Right now, I do 3 queries, one for companies, one for people and a last one for employees. I want the event kind columns to be ordered, but I do that in application code and show it properly there. Here's where I'm at so far:
SELECT companies.id,
companies.name,
(SELECT events.id FROM events WHERE events.referrer_id = 1470 AND events.company_id = companies.id AND events.person_id IS NULL AND events.event_kind_id = 9 ORDER BY created_at DESC LIMIT 1) event_kind_9,
(SELECT events.id FROM events WHERE events.company_id = companies.id AND events.person_id IS NULL AND events.event_kind_id = 10 ORDER BY created_at DESC LIMIT 1) event_kind_10,
(SELECT events.created_at FROM events WHERE events.referrer_id = 1470 AND events.company_id = companies.id AND events.person_id IS NULL AND events.event_kind_id = 9 ORDER BY created_at DESC LIMIT 1) event_kind_9_order
FROM "companies"
SELECT people.id,
people.name,
(SELECT events.id FROM events WHERE events.referrer_id = 1470 AND events.company_id IS NULL AND events.person_id = people.id AND events.event_kind_id = 9 ORDER BY created_at DESC LIMIT 1) event_kind_9,
(SELECT events.id FROM events WHERE events.company_id IS NULL AND events.person_id = people.id AND events.event_kind_id = 10 ORDER BY created_at DESC LIMIT 1) event_kind_10,
(SELECT events.created_at FROM events WHERE events.referrer_id = 1470 AND events.company_id IS NULL AND events.person_id = people.id AND events.event_kind_id = 9 ORDER BY created_at DESC LIMIT 1) event_kind_9_order
FROM "people"
SELECT employees.id,
employees.company_id,
employees.person_id,
(SELECT events.id FROM events WHERE events.referrer_id = 1470 AND events.company_id = employees.company_id AND events.person_id = employees.person_id AND events.event_kind_id = 9 ORDER BY created_at DESC LIMIT 1) event_kind_9,
(SELECT events.id FROM events WHERE events.company_id = employees.company_id AND events.person_id = employees.person_id AND events.event_kind_id = 10 ORDER BY created_at DESC LIMIT 1) event_kind_10,
(SELECT events.created_at FROM events WHERE events.referrer_id = 1470 AND events.company_id = employees.company_id AND events.person_id = employees.person_id AND events.event_kind_id = 9 ORDER BY created_at DESC LIMIT 1) event_kind_9_order
FROM "employees"
I rather suspect I'm doing this wrong. There should be an "easier" way to do it.
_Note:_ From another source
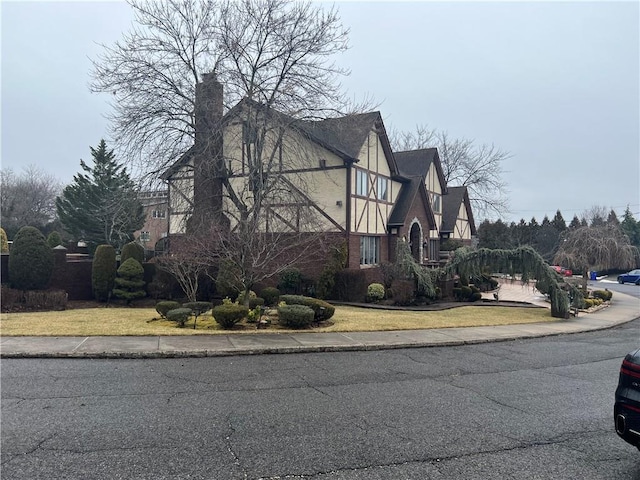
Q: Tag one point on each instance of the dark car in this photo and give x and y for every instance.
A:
(626, 411)
(630, 277)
One other filter criteria would be to filter on people/company names: WHERE LOWER(companies.name) LIKE '%apple%'.
Note that I'm ordering by the dates of event_kind_9 here, and a secondary sort is by person/company name.
To summarize: I want to paginate the result set, find the latest event for each cell, order the result set by the date of the latest event, and by company/person name, filter by referrer in some event kinds, but not others.
For reference, I'm using PostgreSQL, from Ruby, ActiveRecord/Rails. The solution is pure SQL though.